Avremi is a real monkey; he ate three bananas! Moishi creatively converted
the tomatoes into a puree. Mrs. Silberberg took a look at the delivered
goods and realised that they had been delivered to the wrong address. She
phoned the fruit store to collect the goods, but is not sure whether there
is any liability to pay for the “consumed” goods. Is her husband
liable to pay? Do the boys have to pay when they reach adulthood?
The Mishna in Bovo Kama (87a) informs us that a
minor is not responsible for any damage that he causes. The reason is that
he is not considered responsible for any of his actions. It therefore
follows that this exemption remains even when he reaches adulthood, as is
stated clearly in Shulchan Oruch, Choshen Mishpot (349:3) (but see
“Repenting for childhood sins” in this series, that it is advisable to
pay for the good of the child’s soul).
The Gemoro in Bovo Kamo (112a) discusses a case
where a father died, leaving a cow to his sons. The sons had the cow
slaughtered and ate the meat. They then discovered that this cow did not
belong to their late father. He had only borrowed it! The law is that they
are only required to pay for the benefit they derived, namely, the market
value of the equivalent amount of cheap meat. The Nesivos (232:5) adds
that if they had destroyed the cow, without deriving any benefit, they
would have been completely exempt from payment. The sons were under the
reasonable impression that this cow was part of their late father’s
estate. Their resultant destruction of another person’s cow is therefore
deemed causing damage through circumstances beyond their control (mazik
b’oness). There is no liability to pay for such damage, as Tosafos
writes in Bovo Kamo (28b).
It would therefore appear that if an adult had
accidentally eaten and damaged another person’s food under similar
circumstances, he would be exempt from paying for the damage and would
only have to pay for the benefit derived from eating the food. Although
minors are exempt from paying for damage caused during childhood, as
stated above, it is nevertheless advisable for them – or their parents
– to pay, for the good of the child’s spiritual development. Do we
therefore say that there is no need to pay for the tomatoes, since they
incurred damage through a complete accident, but “atonement” payment
should be made for the benefit derived in consuming the bananas? Rebi
Akiva Eiger (Responsa, Vol. 1, No. 147) writes that when a minor consumes
another person’s food, this is considered destruction and not deriving
benefit. According to his opinion, neither Avremi nor his father would
have any moral liability to pay for the bananas he consumed.

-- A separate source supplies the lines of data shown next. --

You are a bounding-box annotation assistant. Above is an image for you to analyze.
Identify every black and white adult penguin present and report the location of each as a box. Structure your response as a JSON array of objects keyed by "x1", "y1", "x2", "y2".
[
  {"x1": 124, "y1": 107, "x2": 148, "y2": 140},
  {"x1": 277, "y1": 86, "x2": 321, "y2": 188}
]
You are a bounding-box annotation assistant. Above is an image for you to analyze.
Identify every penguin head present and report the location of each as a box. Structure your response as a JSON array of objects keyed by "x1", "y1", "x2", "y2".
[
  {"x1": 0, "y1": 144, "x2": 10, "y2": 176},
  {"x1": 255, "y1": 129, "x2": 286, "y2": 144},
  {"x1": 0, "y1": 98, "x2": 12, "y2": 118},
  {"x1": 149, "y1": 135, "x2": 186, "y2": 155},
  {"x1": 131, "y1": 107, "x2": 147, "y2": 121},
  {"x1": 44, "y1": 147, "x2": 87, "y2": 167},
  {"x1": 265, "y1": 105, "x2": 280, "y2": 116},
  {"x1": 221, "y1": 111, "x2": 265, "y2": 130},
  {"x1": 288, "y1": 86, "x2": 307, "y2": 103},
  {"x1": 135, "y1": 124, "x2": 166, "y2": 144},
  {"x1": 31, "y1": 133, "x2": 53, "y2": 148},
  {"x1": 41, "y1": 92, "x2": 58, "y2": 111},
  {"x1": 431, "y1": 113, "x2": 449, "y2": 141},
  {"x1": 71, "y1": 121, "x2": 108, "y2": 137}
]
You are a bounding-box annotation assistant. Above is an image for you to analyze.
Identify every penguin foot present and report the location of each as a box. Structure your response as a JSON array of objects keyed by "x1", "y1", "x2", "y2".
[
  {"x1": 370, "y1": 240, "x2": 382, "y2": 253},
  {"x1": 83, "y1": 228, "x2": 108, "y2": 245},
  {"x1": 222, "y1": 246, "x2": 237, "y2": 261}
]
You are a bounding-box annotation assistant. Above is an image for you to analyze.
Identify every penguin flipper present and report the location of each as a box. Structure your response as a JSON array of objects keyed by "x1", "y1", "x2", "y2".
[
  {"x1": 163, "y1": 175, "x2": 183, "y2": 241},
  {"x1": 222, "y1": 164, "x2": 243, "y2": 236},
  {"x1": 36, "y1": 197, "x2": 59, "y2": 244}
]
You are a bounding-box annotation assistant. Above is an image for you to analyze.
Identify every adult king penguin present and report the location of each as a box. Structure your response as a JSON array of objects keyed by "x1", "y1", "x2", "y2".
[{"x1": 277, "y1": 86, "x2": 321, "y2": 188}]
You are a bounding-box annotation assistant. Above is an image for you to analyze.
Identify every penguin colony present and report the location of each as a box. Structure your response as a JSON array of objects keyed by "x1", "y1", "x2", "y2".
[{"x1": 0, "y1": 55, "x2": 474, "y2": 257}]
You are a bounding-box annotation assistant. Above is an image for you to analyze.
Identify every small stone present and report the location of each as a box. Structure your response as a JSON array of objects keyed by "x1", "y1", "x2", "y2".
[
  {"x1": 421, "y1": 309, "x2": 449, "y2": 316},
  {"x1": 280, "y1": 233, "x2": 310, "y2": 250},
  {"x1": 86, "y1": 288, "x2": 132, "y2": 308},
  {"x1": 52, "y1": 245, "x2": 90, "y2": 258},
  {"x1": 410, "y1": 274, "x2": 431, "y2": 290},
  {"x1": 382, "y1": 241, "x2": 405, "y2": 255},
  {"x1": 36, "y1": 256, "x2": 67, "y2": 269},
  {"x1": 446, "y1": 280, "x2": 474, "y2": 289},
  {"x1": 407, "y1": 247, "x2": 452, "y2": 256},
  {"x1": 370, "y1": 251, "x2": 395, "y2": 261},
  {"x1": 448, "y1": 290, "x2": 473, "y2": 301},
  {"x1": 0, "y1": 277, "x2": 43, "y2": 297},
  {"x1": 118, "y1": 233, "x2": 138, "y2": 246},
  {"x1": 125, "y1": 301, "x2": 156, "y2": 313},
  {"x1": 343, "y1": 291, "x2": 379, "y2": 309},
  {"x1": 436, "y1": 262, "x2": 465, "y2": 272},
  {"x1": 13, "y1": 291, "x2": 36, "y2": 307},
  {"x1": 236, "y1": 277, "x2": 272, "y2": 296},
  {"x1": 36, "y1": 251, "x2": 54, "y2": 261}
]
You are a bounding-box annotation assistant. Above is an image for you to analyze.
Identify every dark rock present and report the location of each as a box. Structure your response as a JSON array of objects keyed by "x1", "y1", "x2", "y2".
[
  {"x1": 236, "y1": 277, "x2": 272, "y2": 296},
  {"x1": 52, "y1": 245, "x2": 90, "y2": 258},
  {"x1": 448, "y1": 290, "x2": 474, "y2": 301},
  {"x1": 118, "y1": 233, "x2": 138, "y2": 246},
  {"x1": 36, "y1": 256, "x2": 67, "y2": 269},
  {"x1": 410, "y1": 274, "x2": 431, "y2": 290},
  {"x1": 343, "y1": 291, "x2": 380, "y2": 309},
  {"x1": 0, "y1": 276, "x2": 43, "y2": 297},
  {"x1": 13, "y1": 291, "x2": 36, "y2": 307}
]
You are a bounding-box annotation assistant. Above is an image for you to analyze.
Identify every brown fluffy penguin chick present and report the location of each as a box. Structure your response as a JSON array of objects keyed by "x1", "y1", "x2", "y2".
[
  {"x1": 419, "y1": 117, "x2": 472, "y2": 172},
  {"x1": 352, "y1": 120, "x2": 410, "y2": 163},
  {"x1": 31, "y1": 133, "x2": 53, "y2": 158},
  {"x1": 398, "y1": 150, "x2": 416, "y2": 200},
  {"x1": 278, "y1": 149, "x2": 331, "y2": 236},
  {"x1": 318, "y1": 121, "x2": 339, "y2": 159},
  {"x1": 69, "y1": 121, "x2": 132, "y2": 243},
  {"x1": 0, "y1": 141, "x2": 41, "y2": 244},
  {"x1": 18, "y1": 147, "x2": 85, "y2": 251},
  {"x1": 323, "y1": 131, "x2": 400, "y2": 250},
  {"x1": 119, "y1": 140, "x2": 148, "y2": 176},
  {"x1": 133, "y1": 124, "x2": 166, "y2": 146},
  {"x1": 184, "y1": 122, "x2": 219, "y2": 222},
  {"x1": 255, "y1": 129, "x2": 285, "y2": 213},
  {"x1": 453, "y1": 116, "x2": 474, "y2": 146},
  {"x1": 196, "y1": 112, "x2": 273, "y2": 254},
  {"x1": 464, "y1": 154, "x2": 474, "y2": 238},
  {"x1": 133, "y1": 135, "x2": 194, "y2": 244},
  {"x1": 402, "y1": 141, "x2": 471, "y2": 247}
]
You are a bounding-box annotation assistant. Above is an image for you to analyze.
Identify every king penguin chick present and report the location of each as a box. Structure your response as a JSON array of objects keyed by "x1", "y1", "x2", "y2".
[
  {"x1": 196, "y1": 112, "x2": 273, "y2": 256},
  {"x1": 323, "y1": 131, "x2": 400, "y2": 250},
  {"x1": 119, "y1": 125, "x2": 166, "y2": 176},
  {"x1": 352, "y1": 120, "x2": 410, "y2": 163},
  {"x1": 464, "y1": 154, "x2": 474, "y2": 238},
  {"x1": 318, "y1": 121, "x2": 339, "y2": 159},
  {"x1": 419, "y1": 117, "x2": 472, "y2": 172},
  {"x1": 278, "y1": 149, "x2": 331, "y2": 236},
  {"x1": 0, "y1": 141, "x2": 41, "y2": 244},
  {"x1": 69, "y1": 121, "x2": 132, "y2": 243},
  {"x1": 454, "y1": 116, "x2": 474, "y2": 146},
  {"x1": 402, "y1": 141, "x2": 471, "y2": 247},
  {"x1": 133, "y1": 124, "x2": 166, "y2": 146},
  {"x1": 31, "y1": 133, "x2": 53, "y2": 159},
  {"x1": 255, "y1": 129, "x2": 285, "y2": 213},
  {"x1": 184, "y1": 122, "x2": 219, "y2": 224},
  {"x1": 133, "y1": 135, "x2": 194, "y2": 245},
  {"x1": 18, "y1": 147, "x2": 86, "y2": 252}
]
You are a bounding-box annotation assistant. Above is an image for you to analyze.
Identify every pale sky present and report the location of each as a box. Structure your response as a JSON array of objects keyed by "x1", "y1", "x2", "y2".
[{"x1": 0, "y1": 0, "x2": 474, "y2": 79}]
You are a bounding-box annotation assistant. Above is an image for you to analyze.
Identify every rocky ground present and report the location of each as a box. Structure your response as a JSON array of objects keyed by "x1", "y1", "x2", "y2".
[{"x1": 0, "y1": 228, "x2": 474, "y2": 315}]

However, the Sh’vus Ya’acov (Vol. 1, No. 177)
disagrees. He wishes to compare this case to that of an adult lending an
orphan money to buy food, with the intention of collecting the money when
the child reaches adulthood and has money of his own. Our Sages gave the
lender the right to reclaim the loan – see Shulchan Oruch (335:15). A
child benefiting from another’s property is also the equivalent of such
a loan. Many challenge the validity of this comparison. They assert that
our Sages only required repayment of such a loan in the case of a person
feeding an orphan, but not if food is taken by a child who has parents who
care are for him.
We can therefore conclude that there is absolutely
no moral liability to pay for the destroyed tomatoes. To pay for the
consumed bananas would be going beyond the letter of the law.